Building a car in the United States, and buying one, could get a lot more expensive.
Every American auto factory depends on Mexican parts to build its cars or trucks. That's why President Donald Trump's threat to impose tariffs on Mexican imports of up to 25% by October is rattling the US auto industry. The tariffs could raise costs in the United States by tens of billions of dollars in the auto industry alone.
Car buyers would probably pay the cost of those tariffs.
"We believe the tariffs on vehicles would undoubtedly be passed on to consumers," wrote Emmanuel Rosner, auto analyst for Deutsche Bank. If the Trump administration enforces the full 25% tariff, it would increase the price of vehicles sold in the United States by an average of about $1,300, Rosner said.
That price increase would hurt demand for cars, perhaps cutting US auto production by as much as 3 million vehicles a year, an 18% drop from current levels, Rosner estimates.
If that happened, it would be the greatest blow to the US auto industry since the Great Recession sent the industry hurling toward near collapse 10 years ago.
The industry imported $59.4 billion in parts from Mexico last year, according to US government trade data . That includes parts used in factories and those sold in auto parts stores and repair shops.

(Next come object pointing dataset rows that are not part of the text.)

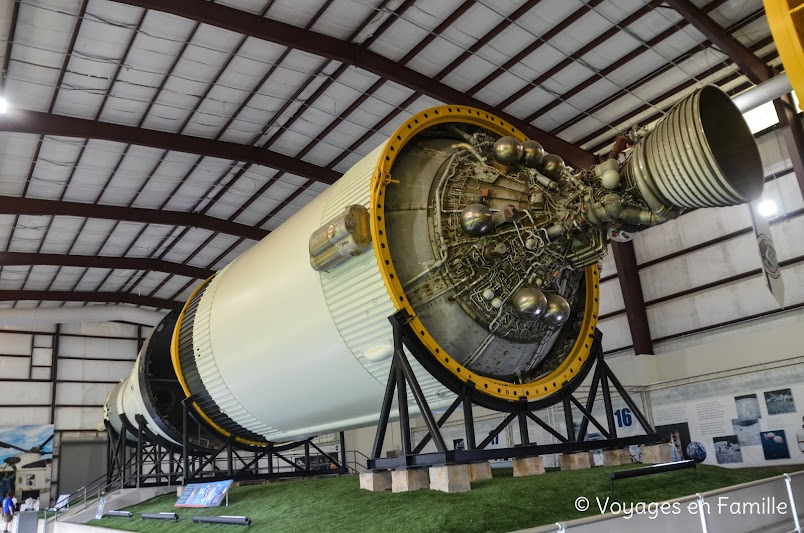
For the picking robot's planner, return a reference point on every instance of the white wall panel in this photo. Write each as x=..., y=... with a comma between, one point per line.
x=611, y=296
x=82, y=393
x=104, y=329
x=615, y=332
x=25, y=393
x=42, y=356
x=14, y=368
x=78, y=417
x=15, y=344
x=40, y=373
x=70, y=369
x=13, y=416
x=43, y=341
x=706, y=308
x=96, y=347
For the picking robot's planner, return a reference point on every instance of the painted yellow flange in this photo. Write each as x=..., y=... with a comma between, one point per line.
x=786, y=20
x=382, y=177
x=174, y=357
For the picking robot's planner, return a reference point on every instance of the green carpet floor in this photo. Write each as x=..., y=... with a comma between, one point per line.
x=501, y=505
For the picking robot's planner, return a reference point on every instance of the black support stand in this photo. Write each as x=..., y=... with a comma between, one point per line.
x=153, y=461
x=401, y=376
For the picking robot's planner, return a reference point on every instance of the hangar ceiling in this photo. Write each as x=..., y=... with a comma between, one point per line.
x=150, y=142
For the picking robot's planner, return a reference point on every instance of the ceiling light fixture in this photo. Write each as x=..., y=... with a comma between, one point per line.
x=766, y=208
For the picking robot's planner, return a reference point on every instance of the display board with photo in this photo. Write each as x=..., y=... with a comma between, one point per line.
x=780, y=402
x=774, y=444
x=744, y=420
x=728, y=450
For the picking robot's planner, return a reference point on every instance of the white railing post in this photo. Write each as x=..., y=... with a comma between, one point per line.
x=789, y=483
x=702, y=514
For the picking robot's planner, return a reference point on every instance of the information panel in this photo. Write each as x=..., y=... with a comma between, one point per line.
x=204, y=494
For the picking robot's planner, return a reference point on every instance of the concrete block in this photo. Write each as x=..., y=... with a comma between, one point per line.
x=616, y=457
x=656, y=454
x=450, y=478
x=480, y=471
x=576, y=461
x=379, y=481
x=528, y=466
x=409, y=480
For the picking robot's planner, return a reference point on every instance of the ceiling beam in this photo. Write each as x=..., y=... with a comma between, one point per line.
x=21, y=121
x=14, y=205
x=89, y=296
x=753, y=67
x=351, y=54
x=94, y=261
x=755, y=70
x=628, y=273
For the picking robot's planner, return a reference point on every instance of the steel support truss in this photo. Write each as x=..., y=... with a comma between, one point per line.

Mexico is by far the largest foreign source of parts used by the industry. About 16% of all auto parts used by US assembly plants come from Mexico, according to an estimate from the Center for Automotive Research, a leading industry think tank.

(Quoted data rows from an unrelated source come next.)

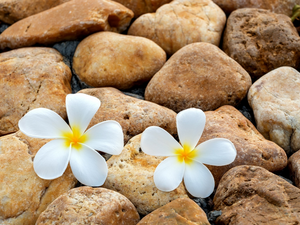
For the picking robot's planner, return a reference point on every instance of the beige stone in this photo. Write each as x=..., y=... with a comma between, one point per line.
x=131, y=174
x=23, y=195
x=261, y=41
x=69, y=21
x=192, y=78
x=31, y=78
x=180, y=23
x=107, y=59
x=86, y=205
x=133, y=114
x=253, y=195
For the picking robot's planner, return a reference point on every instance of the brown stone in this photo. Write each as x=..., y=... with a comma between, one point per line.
x=261, y=41
x=69, y=21
x=86, y=205
x=192, y=78
x=31, y=78
x=131, y=174
x=180, y=23
x=133, y=114
x=252, y=148
x=13, y=10
x=23, y=194
x=107, y=59
x=182, y=211
x=252, y=195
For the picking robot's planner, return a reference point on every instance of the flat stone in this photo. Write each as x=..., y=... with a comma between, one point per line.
x=87, y=205
x=261, y=41
x=134, y=115
x=253, y=195
x=108, y=59
x=131, y=174
x=192, y=78
x=31, y=78
x=69, y=21
x=23, y=194
x=180, y=23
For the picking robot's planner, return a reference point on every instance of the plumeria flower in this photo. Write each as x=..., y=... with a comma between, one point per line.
x=72, y=143
x=186, y=159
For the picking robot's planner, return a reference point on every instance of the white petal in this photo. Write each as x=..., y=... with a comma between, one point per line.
x=52, y=159
x=168, y=174
x=156, y=141
x=190, y=125
x=43, y=123
x=88, y=166
x=80, y=109
x=217, y=152
x=106, y=137
x=198, y=180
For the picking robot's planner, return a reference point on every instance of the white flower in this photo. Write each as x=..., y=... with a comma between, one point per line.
x=72, y=143
x=186, y=159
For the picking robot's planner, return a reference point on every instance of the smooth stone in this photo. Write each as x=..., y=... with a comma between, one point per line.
x=87, y=205
x=131, y=174
x=31, y=78
x=134, y=115
x=108, y=59
x=253, y=195
x=69, y=21
x=23, y=194
x=182, y=211
x=261, y=41
x=180, y=23
x=192, y=78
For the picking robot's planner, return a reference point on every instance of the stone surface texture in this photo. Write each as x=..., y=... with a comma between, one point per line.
x=192, y=78
x=131, y=174
x=134, y=115
x=180, y=211
x=108, y=59
x=23, y=195
x=253, y=195
x=69, y=21
x=252, y=148
x=180, y=23
x=31, y=78
x=87, y=205
x=261, y=41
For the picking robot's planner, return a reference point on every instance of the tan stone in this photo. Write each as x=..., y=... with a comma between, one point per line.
x=180, y=211
x=252, y=148
x=13, y=10
x=134, y=115
x=23, y=195
x=69, y=21
x=180, y=23
x=31, y=78
x=107, y=59
x=261, y=41
x=86, y=205
x=131, y=174
x=192, y=78
x=252, y=195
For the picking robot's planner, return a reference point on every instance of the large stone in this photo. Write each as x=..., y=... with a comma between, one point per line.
x=107, y=59
x=253, y=195
x=131, y=174
x=192, y=78
x=31, y=78
x=69, y=21
x=261, y=41
x=180, y=23
x=86, y=205
x=133, y=114
x=23, y=195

Automakers can't easily shift to other suppliers to avoid using parts from Mexico. Mexican parts suppliers specialize in providing low-cost, labor-intensive components, which don't make economic sense to build elsewhere, said Kristin Dziczek, vice president of industry, labor and economics at the center.
For example, 70% of wire harnesses, the collection of wires that carry power throughout a vehicle, come from Mexico. Few if any wire harnesses are made in the United States. Much of the rest of the harnesses arrive at the US-Mexican border from countries south of Mexico.
"It's one of the first pieces you install when you're assembling a car," she said in April when Trump was threatening to close the border with Mexico altogether. Such a move would have shut the entire US auto industry within a week, she estimated.
"You can't build the whole car and slap the wire harness in later. This is a big critical part that shuts down the assembly line if you don't have it."
Finished cars and trucks also come into the United States from Mexico — about 2.7 million autos were imported from Mexico last year, worth $52 billion, according to the US Commerce Department . That's nearly a million more autos than came from Japan, the No. 2 source of auto imports.
A 25% tariff on all imports from Mexico would add about $28 billion a year to the cost of completed vehicles and parts.
Automakers are strong supporters of the new trade deal that the Trump administration negotiated with Mexico and Canada designed to replace NAFTA. That trade agreement, the US Mexico Canada Agreement (USMCA), would continue to allow most auto parts and vehicles to cross the border in both directions without tariffs. But it needs Congressional ratification before it takes effect.
The USMCA "relies on duty-free access to be successful. The imposition of tariffs against Mexico will undermine its positive impact and would impose significant cost on the US auto industry," said Matt Blunt, president of the American Automotive Policy Council, an industry group representing GM, Ford and Fiat Chrysler.
The US auto industry is already struggling with increased costs because of the Trump administration's tariffs on steel and aluminum. Both General Motors and Ford have estimated that rising commodity prices from those tariffs have raised their costs by more than $1 billion each.
The entire industry has been trying to cut costs to free up cash for the expensive research and development challenge of developing the next generation of electric and self-driving cars. That is the reason GM cited for its plans to close four US factories this year.
That means automakers probably wouldn't assume the cost of the tariffs. Instead, they would pass them onto consumers. That could hurt American auto sales and cost additional jobs in the United States. Last year, GM warned that a proposal to put tariffs on all cars and auto parts imports from around the world would lead it and other automakers to cut US jobs .
Costs would rise even further if Mexico responds by imposing tariffs of its own on American goods. That would be a double blow to the US auto industry, because Mexico is a major market for both its cars and its parts.
Mexico bought 140,600 cars from the US last year, about 8% of all car exports, making it the fourth largest market behind Canada, China and Germany, according to the US Commerce Department . Those cars cost $3.3 billion.
More importantly, US parts makers shipped another $32.5 billion worth of parts to Mexico, mostly to use in Mexican auto plants.